2
$\begingroup$

For languages A and B, let the shuffle of A and B be the language
$ \{w| w = a_1b_1···a_kb_k,$ where $a_1···a_k ∈ A$ and $b_1···b_k ∈ B,$ each$ a_i,b_i ∈ Σ^∗\}$.
Show that the class of regular languages is closed under shuffle.

Approach: If A and B are regular, then there exists an NFA R and T that recognizes them. I was thinking I could run R and T in parallel, so I would start running R by processing $a_1$ and then by using non-determinism, I would jump to the NFA T to process $b_1$. In this process I make sure that both NFAs aren't executed the original way because that would result in accepted strings that are not in the language, so I try to disconnect the edges in each NFA to jump to the other NFA and then disconnect again the edges of this NFA to come back to the previos NFA.. Is this process clear?

Here is the proof, but some lines are a bit unclear to me.enter image description here

I can't understand d)i. I don't understand how the transition function works. How does it detect whether we are at DFA A OR B?

  • 0
    [Related](http://math.stackexchange.com/a/2134503/123852).2017-02-17
  • 0
    @FabioSomenzi.. can you explain (d)i? Why does it mean with N can make $D_A$ in $q_A$2017-02-17
  • 0
    http://www.cs.nthu.edu.tw/~wkhon/assignments/assign1ans.pdf2017-02-17
  • 0
    [Also asked on cs exchange](https://cs.stackexchange.com/questions/70408/show-that-the-class-of-regular-languages-is-closed-under-shuffle)2018-08-25

2 Answers 2

1

There is a problem in that solution because it says that $N$ should accept the empty string. However, the shuffle of two languages $A$ and $B$ contains the empty word if and only if both $A$ and $B$ contain it.

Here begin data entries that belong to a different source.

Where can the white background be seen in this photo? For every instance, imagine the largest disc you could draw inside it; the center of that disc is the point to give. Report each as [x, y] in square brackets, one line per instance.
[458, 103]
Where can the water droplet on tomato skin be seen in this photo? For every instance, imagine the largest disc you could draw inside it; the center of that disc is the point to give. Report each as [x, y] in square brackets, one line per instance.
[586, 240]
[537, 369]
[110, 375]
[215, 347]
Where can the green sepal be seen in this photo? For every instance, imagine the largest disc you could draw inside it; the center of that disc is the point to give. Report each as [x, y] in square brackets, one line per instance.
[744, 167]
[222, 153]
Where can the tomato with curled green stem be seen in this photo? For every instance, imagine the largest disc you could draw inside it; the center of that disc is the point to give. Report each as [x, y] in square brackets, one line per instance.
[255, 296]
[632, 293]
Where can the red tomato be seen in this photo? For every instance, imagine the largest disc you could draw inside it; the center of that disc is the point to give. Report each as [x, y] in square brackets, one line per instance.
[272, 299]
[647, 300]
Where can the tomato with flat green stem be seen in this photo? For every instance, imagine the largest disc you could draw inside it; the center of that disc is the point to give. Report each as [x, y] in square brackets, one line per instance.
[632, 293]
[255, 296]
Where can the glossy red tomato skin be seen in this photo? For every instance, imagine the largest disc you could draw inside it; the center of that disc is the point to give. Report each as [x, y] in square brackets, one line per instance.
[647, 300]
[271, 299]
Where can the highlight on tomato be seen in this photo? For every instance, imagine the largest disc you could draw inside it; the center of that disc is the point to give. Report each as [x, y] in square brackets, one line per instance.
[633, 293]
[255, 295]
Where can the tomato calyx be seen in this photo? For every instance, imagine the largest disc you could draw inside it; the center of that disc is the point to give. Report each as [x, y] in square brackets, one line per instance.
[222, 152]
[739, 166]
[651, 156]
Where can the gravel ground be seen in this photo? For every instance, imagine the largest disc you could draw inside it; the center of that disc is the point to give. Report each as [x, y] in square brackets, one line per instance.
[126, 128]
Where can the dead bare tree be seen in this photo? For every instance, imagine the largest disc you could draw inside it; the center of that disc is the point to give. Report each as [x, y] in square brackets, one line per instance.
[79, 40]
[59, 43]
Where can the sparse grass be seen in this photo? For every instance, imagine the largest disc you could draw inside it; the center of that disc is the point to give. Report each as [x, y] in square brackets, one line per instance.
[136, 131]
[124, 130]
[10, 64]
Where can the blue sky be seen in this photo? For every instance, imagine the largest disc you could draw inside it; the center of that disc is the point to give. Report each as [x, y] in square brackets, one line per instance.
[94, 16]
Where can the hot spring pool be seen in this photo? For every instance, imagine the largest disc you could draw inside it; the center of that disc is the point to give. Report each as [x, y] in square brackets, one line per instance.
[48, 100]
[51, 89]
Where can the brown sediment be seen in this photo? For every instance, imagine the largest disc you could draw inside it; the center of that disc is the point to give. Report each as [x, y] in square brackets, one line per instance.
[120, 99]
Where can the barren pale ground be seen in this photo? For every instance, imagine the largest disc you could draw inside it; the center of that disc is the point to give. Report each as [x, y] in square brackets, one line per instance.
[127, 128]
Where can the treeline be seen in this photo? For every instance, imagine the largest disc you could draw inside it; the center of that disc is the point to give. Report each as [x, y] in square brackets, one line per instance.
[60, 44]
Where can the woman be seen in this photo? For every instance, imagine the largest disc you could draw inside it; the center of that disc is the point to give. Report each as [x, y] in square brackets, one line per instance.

Aside from that, the solution is OK. The constructed automaton uses nondeterminism to guess how the input string $w$ is to be divided into substrings $a_1, a_2, \ldots, a_k$ and $b_1,b_2, \ldots, b_k$ such that $A$ contains $a_1 \cdots a_k$ and $B$ contains $b_1 \cdots b_k$.

Input letters are consumed by either the acceptor of $A$ or the acceptor of $B$. In its infinite wisdom, the nondeterministic automaton doles out individual letters to the right acceptor, if there is indeed a way to split the input word into two words, one in $A$ and the other in $B$.

The new initial state $q_0$ is added because they want to accept the empty string regardless. Otherwise, taking $(q_A,q_B)$ as initial state would work just fine.


Let's prove that the construction is correct. Suppose $w = a_1b_1 \cdots a_kb_k$, with $a_1 \cdots a_k \in A$ and $b_1 \cdots b_k \in B$. When reading a letter from $a_i$, $N$ makes a transition that changes the first component of the state, and leaves the second component unchanged. Likewise, when it reads a letter from $b_i$. Nondeterminism allows $N$ to correctly break up $w$ before seeing it all. When the whole string has been read, the state is accepting for both $A$ and $B$. Hence $N$ accepts.

Suppose $w$ is accepted by $N$. Then there is an accepting run of $N$ on $w$. This run can be divided into maximal segments that are uniform with respect to the type of transitions. That is, in each segment one component of the state does not change. A segment is an $a_i$ if the second component of the state is unchanged, and a $b_i$ otherwise.

Since $a$-segments and $b$-segments alternate, the imbalance between the number of $a$-segments and $b$-segments is at most one. We need to consider four cases.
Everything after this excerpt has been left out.